Why the Obama Administration Changed Its Hostage Policy

A candid explanation from Deputy National Security Advisor Ben Rhodes

A memorial for Kayla Mueller, an American who died in ISIS captivity (Deanna Dent / Reuters)

After years of complaints about the federal government’s handling of cases involving Americans held hostage abroad, the Obama administration moved last week to overhaul its approach. That, Deputy National Security Advisor Ben Rhodes said on Monday, represented an acknowledgement by the administration that “we made mistakes; we weren’t doing as good a job as we could’ve.”

Families of hostages were largely left to their own devices, contacting various government agencies and receiving contradictory guidance and conflicting information.
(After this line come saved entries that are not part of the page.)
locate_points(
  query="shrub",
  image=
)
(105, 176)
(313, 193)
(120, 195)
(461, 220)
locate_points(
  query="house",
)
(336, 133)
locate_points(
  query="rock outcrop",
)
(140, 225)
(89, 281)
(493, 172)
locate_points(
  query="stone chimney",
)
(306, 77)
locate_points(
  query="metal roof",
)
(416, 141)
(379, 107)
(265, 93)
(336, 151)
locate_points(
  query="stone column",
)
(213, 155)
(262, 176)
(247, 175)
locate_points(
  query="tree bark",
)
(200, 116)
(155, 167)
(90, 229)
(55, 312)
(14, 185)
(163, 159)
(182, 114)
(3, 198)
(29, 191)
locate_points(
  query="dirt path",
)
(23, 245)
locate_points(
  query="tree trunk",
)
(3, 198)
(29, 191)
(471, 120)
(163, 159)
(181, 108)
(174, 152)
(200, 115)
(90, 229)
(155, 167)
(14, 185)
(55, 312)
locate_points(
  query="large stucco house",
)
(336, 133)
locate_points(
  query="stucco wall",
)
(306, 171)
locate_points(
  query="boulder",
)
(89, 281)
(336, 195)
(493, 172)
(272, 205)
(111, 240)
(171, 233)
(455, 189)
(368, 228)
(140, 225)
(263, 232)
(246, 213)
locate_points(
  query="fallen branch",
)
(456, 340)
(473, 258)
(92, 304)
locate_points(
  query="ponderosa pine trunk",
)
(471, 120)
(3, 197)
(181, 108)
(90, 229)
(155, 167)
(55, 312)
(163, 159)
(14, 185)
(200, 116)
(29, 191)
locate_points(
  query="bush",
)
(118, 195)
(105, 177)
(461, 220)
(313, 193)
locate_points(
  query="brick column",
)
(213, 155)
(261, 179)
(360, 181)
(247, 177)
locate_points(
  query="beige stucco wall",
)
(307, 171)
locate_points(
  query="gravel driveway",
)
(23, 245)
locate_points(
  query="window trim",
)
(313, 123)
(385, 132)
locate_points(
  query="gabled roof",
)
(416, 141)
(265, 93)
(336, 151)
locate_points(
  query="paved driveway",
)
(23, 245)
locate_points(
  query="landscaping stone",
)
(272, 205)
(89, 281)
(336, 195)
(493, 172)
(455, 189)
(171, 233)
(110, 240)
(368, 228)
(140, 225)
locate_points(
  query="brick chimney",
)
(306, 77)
Rhodes spoke of “families who said, ‘I didn’t know who to call.’” This, he said, “made an already confusing and heartbreaking situation more difficult.”

Rhodes, speaking at the Aspen Ideas Festival, which is organized by the Aspen Institute and The Atlantic, reviewed the three-part plan to improve the administration’s response. The first step stems from an understanding that, for many government officials, “if something is not their expressed mission, it does not get the focus it demands.” So the government is creating new posts and units dedicated to bringing hostages home. The second is a recognition that the people talking to the families weren’t actually trained, or equipped, to fulfill that role; the administration will appoint dedicated liaisons who are. And the third is a public clarification of an informal policy; the government won’t pay ransoms to terrorists, but neither will it prosecute families that do.

The new policies were announced last Wednesday, the same day that The New Yorker published Lawrence Wright’s searing account of the ordeal endured by the families of Kayla Mueller, Steven Sotloff, Peter Kassig, Theo Padnos, and James Foley. Four of the five were held hostage by ISIS in Syria. “The families,” Wright wrote, “had largely lost faith in their government.”

David Bradley, the owner of Atlantic Media, which publishes The Atlantic, is at the center of Wright’s account. Bradley had previously helped secure Foley’s release from detention by the Qaddafi regime in Libya, and volunteered to coordinate the families’ efforts to free the five captives.

“We made changes,” said Rhodes. “Frankly, a lot of that benefited from David Bradley and the group of people he had working on these cases. David helped the families present to us their concerns in a way that was very useful.” Listening to their stories shifted the administration’s approach. “Everything we did grew out of those engagements with the families,” Rhodes added. “Hopefully we can get better.”